Volunteering case studies
Gordon is a volunteer with the Stroke Lifestyle Group in NHS Ayrshire & Arran. He was interviewed by Lisa Taylor from the Volunteering in NHS Scotland Programme.
Giving up your free time to help others on an unpaid basis is the definition of volunteering, and doing this often requires a commitment over a set period of time. It struck me that Gordon is a fantastic example of a committed and passionate volunteer looking to help others, despite all the health problems he has faced over the past 3 years.
Prior to 2016, Gordon Guthrie (61) was working as a long distance lorry driver and spent long spells away from home. In 2016 he suffered a stroke which he describes as "having my world turned upside-down and as though everything had been taken away from me in an instant." Over the past 3 years Gordon has gone on to have further strokes and two heart attacks. He has also recently started receiving kidney dialysis. It seems like an enormous amount of health problems for one person to have had to deal with, but Gordon remains optimistic and told me about his journey to volunteering.
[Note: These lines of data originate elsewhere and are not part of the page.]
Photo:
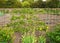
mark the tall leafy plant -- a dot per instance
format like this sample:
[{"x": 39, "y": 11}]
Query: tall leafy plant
[{"x": 54, "y": 36}]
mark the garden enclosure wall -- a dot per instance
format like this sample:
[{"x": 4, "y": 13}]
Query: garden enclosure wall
[{"x": 50, "y": 16}]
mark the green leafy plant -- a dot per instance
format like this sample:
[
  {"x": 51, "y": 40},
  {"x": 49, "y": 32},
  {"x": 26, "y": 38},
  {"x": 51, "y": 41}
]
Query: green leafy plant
[
  {"x": 54, "y": 36},
  {"x": 6, "y": 35},
  {"x": 28, "y": 39},
  {"x": 41, "y": 39},
  {"x": 26, "y": 22}
]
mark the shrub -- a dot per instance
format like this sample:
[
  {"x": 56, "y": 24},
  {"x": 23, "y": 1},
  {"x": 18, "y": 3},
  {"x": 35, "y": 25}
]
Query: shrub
[
  {"x": 41, "y": 39},
  {"x": 54, "y": 36},
  {"x": 28, "y": 39},
  {"x": 25, "y": 4},
  {"x": 6, "y": 35},
  {"x": 26, "y": 22}
]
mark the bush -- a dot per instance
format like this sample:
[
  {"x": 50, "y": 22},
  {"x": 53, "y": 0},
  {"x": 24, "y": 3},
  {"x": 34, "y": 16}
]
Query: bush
[
  {"x": 54, "y": 36},
  {"x": 41, "y": 39},
  {"x": 25, "y": 4},
  {"x": 26, "y": 22},
  {"x": 28, "y": 39},
  {"x": 6, "y": 35}
]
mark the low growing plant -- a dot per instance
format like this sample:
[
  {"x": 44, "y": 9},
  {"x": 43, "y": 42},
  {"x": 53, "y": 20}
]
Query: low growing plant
[
  {"x": 28, "y": 39},
  {"x": 54, "y": 36},
  {"x": 6, "y": 35},
  {"x": 41, "y": 39}
]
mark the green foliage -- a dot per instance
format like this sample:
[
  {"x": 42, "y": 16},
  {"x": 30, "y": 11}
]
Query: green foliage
[
  {"x": 41, "y": 39},
  {"x": 54, "y": 36},
  {"x": 25, "y": 4},
  {"x": 28, "y": 39},
  {"x": 26, "y": 22},
  {"x": 29, "y": 3},
  {"x": 6, "y": 35}
]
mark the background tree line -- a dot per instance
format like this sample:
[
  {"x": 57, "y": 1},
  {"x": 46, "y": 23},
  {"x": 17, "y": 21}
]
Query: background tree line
[{"x": 29, "y": 3}]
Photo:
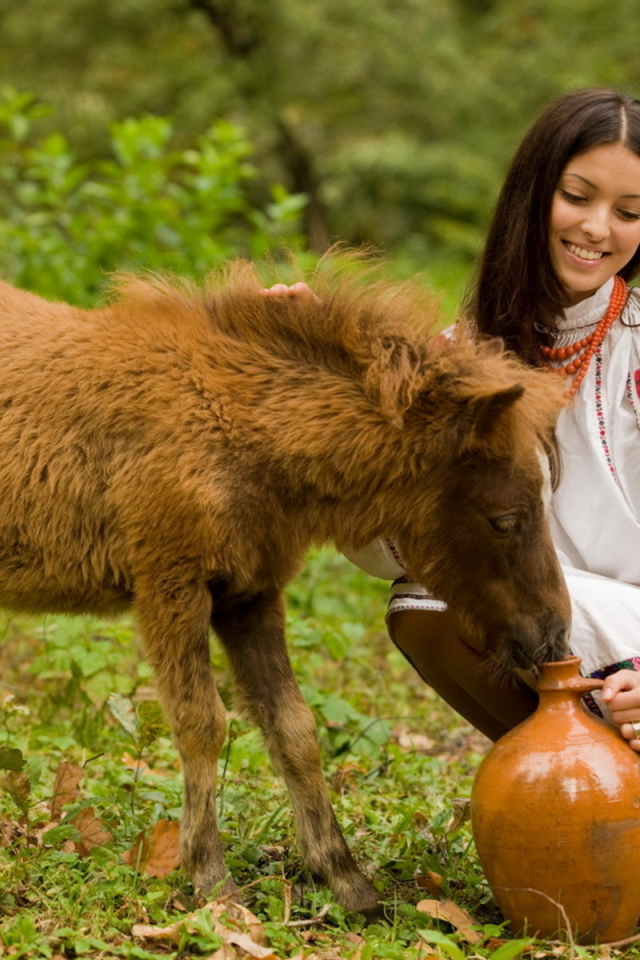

Initially, following his stroke, Gordon's speech was poor and he lost mobility in his right side. He says, "I became very depressed. I had to stop working and was unable to do anything for myself - I felt like no one could understand why I felt the way I did and I felt useless."
Gordon's GP referred him to physiotherapy at the Douglas Grant Rehabilitation Centre in the Ayrshire Central Hospital, Irvine, where he met Occupational Therapists Mhairi and Lynsey. Mhairi encouraged Gordon to attend the Stroke Lifestyle Group, a peer support group for people who have experienced strokes. The Stroke Lifestyle Group runs in a 6-week block, twice per year and attendees are encouraged to talk about how they are feeling. After some persuasion, Gordon attended the group. He says, "I couldn't believe that other people felt the same as me and were going through the same things. I have made many friendships through this group and we meet up for coffee."
Over time, Gordon’s mobility, speech and mental health began to improve.
Mhairi later came out to Gordon's house, to review his home for adjustments to help his mobility. She asked if he would like to be a volunteer, supporting the Stroke Lifestyle Group and Gordon agreed. He now helps others going through the same journey as he has, and says volunteering has really improved his life.
"If it wasn’t for this group I don’t know where I would be. I would come to the group every day if I could. It makes me feel great when I see the positive change in people who attend the group, and it has made me so much more confident."
In addition to the group, Gordon thanks Mhairi, Lynsey and especially his wife Isabel with getting him through a very difficult time in his life. His wife, who now makes cakes for the group, says that Gordon has come a very long way and she is very proud of him.
Gordon says that he never imagined he could be someone that could support and encourage others with their health and wellbeing, and that in many ways the past 3 years have made him a better person. Volunteering has enabled him to not just help others, but help himself.